Teaching to the Test: How Benchmark Optimization Distorts AI Progress

Table of Contents
The Hard Truth
Every few weeks, a new model claims the summit of some leaderboard, and we read the number as a verdict on intelligence itself. But a score only tells you how well something performed on a test — not whether the test still measures what we think it does. What happens to a field when its most trusted numbers quietly stop meaning what they used to?
Teachers have a phrase for what happens when a school’s funding rides on its exam results: they call it teaching to the test. The curriculum narrows, the drills multiply, the scores climb — and somewhere in that climb, the thing the exam was supposed to capture gets lost. Artificial intelligence has built its entire sense of progress on tests. It may be time to ask whether the field is learning, or just rehearsing.
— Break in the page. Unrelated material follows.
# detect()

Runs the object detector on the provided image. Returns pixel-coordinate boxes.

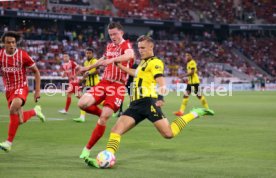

The Number We Have Learned to Trust
We have agreed, almost without ever debating it, that a benchmark score is a measure of capability. When a lab tops a leaderboard, we treat the claim the way an earlier generation treated a published proof — settled, external, trustworthy. The score becomes shorthand for the model, and the model for the future.
But there is a quieter question hiding underneath the celebration: is the model genuinely better, or is the lab simply better at the test? Those are not the same achievement, and for years we did not have to tell them apart because they tended to move together. The unsettling possibility now is that they have come apart — that the score rises while the capability stands still — and that we have not yet adjusted our trust to match.
Why Benchmarks Earned Our Trust
It would be unfair, and untrue, to treat benchmarks as a mistake. The field fell in love with them for good reasons. A shared Benchmark Datasets turned arguments about whose system was smarter into something closer to an experiment, where claims could be checked rather than taken on faith. The discipline of the Train Test Split — learn from one set of examples, then prove yourself on another the model has never seen — gave machine learning a working version of falsifiability.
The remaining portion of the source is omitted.